# Undertale & Deltarune Soundtrack Generator

---

## Table of Contents

0. [**Table of Contents**](#Table-of-Contents)

1. [**Imports**](#Imports)

2. [**Data Processing**](#Data-Processing)

    2.1 [Data Loading](#Data-Loading)
    
    2.2 [Data Preprocessing](#Data-Preprocessing)
    
    2.3 [Dataset & Dataloader Definition](#Dataset-&-Dataloader-Definition)
    
3. [**Model Definition**](#Model-Definition)
    
4. [**Hyperparameters & Instantiation**](#Hyperparameters-&-Instantiation)

5. [**Training**](#Training)

---

## Imports
[(go to top)](#Undertale-&-Deltarune-Soundtrack-Generator)

Import required packages

In [1]:
import os                                         # File handling
import itertools                                  # chain() for merging lists
import random                                     # Shuffling
import collections                                # Useful tools like Counter, OrderedDict
import math                                       # For... math
from decimal import Decimal                       # Scientific notations in string formatting
from time import time                             # For use in progress bar

import tqdm.auto as tqdm                          # Progress bar

from IPython.display import clear_output

import torch                                      # Deep Learning Framework
import torch.nn as nn
import torch.nn.functional as F
import torch.optim as optim
from torch.utils.data import Dataset, DataLoader

import matplotlib.pyplot as plt                   # Plotting training progress
from matplotlib.ticker import AutoLocator
%matplotlib inline

fig_bg_color = "lightsteelblue"
plot_bg_color = "slategray"
fontsize = 20

---

## Data Processing
[(go to top)](#Undertale-&-Deltarune-Soundtrack-Generator)

### Data Loading
[(go to top)](#Undertale-&-Deltarune-Soundtrack-Generator)

Read the text files in the target directory.

Do some processing to make sure the texts are clean.

In [2]:
def get_texts(texts_dir):

    if not os.path.isdir(texts_dir):
        raise FileNotFoundError("given text directory not found: {}".format(texts_dir))

    texts = []
    
    for text_path in (file.path for file in os.scandir(texts_dir) if file.is_file() and file.name.endswith(".txt")):
        with open(file=text_path, mode='r', encoding="utf-8") as text_file:
            
            text = text_file.read().strip()
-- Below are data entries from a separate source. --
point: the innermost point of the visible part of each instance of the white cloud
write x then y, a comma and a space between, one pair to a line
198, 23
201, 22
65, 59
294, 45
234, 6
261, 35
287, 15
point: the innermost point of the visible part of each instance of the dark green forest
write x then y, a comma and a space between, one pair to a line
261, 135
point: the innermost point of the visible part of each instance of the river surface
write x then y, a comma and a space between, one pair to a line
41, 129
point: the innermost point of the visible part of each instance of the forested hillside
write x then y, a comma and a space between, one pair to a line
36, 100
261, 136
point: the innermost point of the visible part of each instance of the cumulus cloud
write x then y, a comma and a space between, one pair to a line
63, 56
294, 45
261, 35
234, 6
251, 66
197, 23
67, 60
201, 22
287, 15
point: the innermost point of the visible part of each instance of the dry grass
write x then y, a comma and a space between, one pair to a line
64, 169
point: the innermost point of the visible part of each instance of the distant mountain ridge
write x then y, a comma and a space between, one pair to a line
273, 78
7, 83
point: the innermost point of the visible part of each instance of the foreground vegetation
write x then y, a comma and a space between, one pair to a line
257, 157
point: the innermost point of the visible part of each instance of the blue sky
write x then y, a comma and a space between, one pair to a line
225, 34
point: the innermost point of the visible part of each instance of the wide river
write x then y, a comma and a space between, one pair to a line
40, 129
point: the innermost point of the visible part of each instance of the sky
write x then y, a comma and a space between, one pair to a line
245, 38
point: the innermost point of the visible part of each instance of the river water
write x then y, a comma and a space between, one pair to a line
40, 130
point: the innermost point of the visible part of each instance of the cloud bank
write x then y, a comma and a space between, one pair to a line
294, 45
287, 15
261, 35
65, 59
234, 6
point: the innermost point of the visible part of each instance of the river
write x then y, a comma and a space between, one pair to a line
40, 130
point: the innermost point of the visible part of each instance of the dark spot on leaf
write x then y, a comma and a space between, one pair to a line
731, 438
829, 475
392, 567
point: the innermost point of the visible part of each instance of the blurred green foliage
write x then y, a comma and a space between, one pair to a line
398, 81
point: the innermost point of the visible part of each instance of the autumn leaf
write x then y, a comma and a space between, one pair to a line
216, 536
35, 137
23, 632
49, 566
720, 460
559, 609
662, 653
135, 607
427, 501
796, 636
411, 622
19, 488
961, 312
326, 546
            if not text.replace(' ', '').isdigit():
                raise RuntimeError("one or more characters other than digits and white spaces are detected: {}".format(text_path))

            while "  " in text:
                text = text.replace("  ", ' ')
            
            texts.append((text_path, text))
    
    return dict(texts)


[(os.path.split(text_path)[1], text[:20]) for text_path, text in get_texts("./source/converted_texts").items()]

[('ANOTHER_HIM_-_DeltaRune.txt', '42 46 49 53 0 42 46 '),
 ('A_Town_Called_Hometown_Deltarune_-_Arranged_for_Piano.txt',
  '73 89 0 73 89 0 73 8'),
 ('Basement_Deltarune_-_Arranged_for_Piano.txt', '39 51 0 39 51 0 39 5'),
 ('Before_the_Story_Deltarune_-_Arranged_for_piano_.txt',
  '48 0 48 0 48 0 48 0 '),
 ('Card_Castle_Deltarune_-_Arranged_for_Piano.txt', '39 0 39 0 39 0 39 0 '),
 ('Checker_Dance_Deltarune_-_Arranged_for_Piano.txt', '30 0 30 0 30 0 30 0 '),
 ('Deltarune_-_Beginning.txt', '48 55 0 48 55 0 48 5'),
 ('Deltarune_-_Chaos_King.txt', '27 39 0 27 39 0 27 3'),
 ('Deltarune_-_Darkness_Falls.txt', '61 64 71 75 0 61 64 '),
 ('Deltarune_-_Dont_Forget_Ending_Theme_Solo_Piano_Version.txt',
  '77 0 77 0 77 0 77 0 '),
 ('Deltarune_-_Friendship.txt', '74 0 74 0 74 0 74 0 '),
 ('Deltarune_-_Gallery.txt', '32 36 39 68 0 32 36 '),
 ('Deltarune_-_Lancer_Battle.txt', '62 0 62 0 62 0 0 0 0'),
 ('DELTARUNE_-_Lancer_piano_solo.txt', '0 0 0 62 0 62 0 62 0'),
 ('Deltarune_-_Lantern.txt', '49 0 4

### Data Preprocessing
[(go to top)](#Undertale-&-Deltarune-Soundtrack-Generator)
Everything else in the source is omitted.